Truman Capote's Mardi Gras Mommy Issues

6.3.2013

By Andrew Belonsky

The reason why Truman Capote feared his hometown's biggest party.

Truman Capote had a major heart on for New Orleans. The author may have spent his formative years in Alabama and New York City, but the Big Easy was his true love.

He was born there in 1924, and it was where he would return in 1945 to work on Other Voices, Other Rooms, his debut novel about a fey boy who, like Capote, was sent from Nola to live with a strange family in Alabama. And it was to New Orleans that Capote would regularly retreat when the pressures of fame and his own self-destructiveness became too much.

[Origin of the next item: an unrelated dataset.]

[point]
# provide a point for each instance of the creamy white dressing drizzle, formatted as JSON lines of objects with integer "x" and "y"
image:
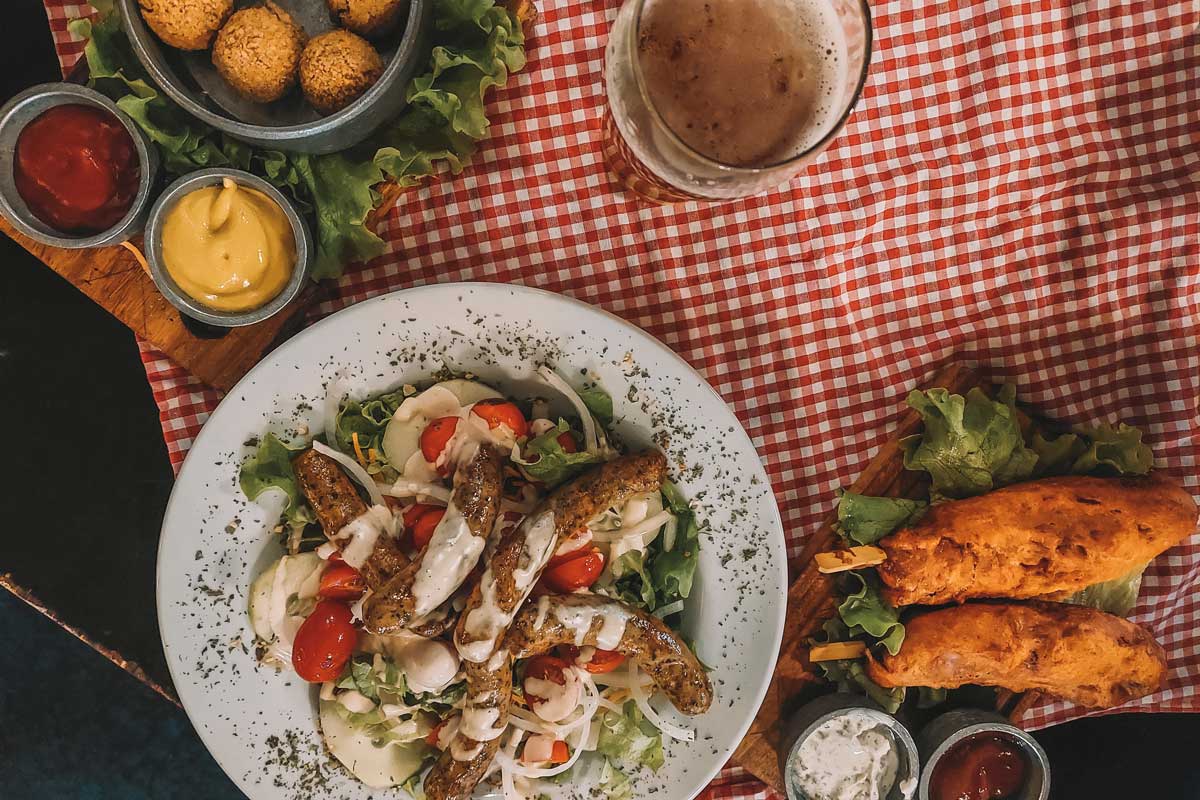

He sometimes attended church at St. Louis Cathedral, the longest-running cathedral in the United States, and often supped in the Caribbean room at the Pontchartrain, a legendary hotel in that is being converted into senior housing. In his twenties, Capote picked up truckers at the old French Market — "Wow, did this used to be a sexy place," he told People magazine journalist Andrea Chambers in 1981. "The truckers used to try and lure me to the backs of their trucks" — and strolled the tony streets of the Garden District. Of all the places he frequented in The Big Easy, however, Capote was most emotionally invested in Hotel Monteleone.

Captote's mother, a 17-year-old beauty queen named Lillie Mae Faulk, lived at the Monteleone when she was pregnant, and Capote frequently claimed he came into the world there, rather than at the nearby Touro Infirmary. His parents did live there when he was born, but Capote soon moved to 1801 Roberts Street, on the other side of town, and then to Kentucky with his mother and eventually, after his mother and businessman father called it quits, to live with maternal cousins in Alabama. When he was 9, his mother remarried and took him to New York.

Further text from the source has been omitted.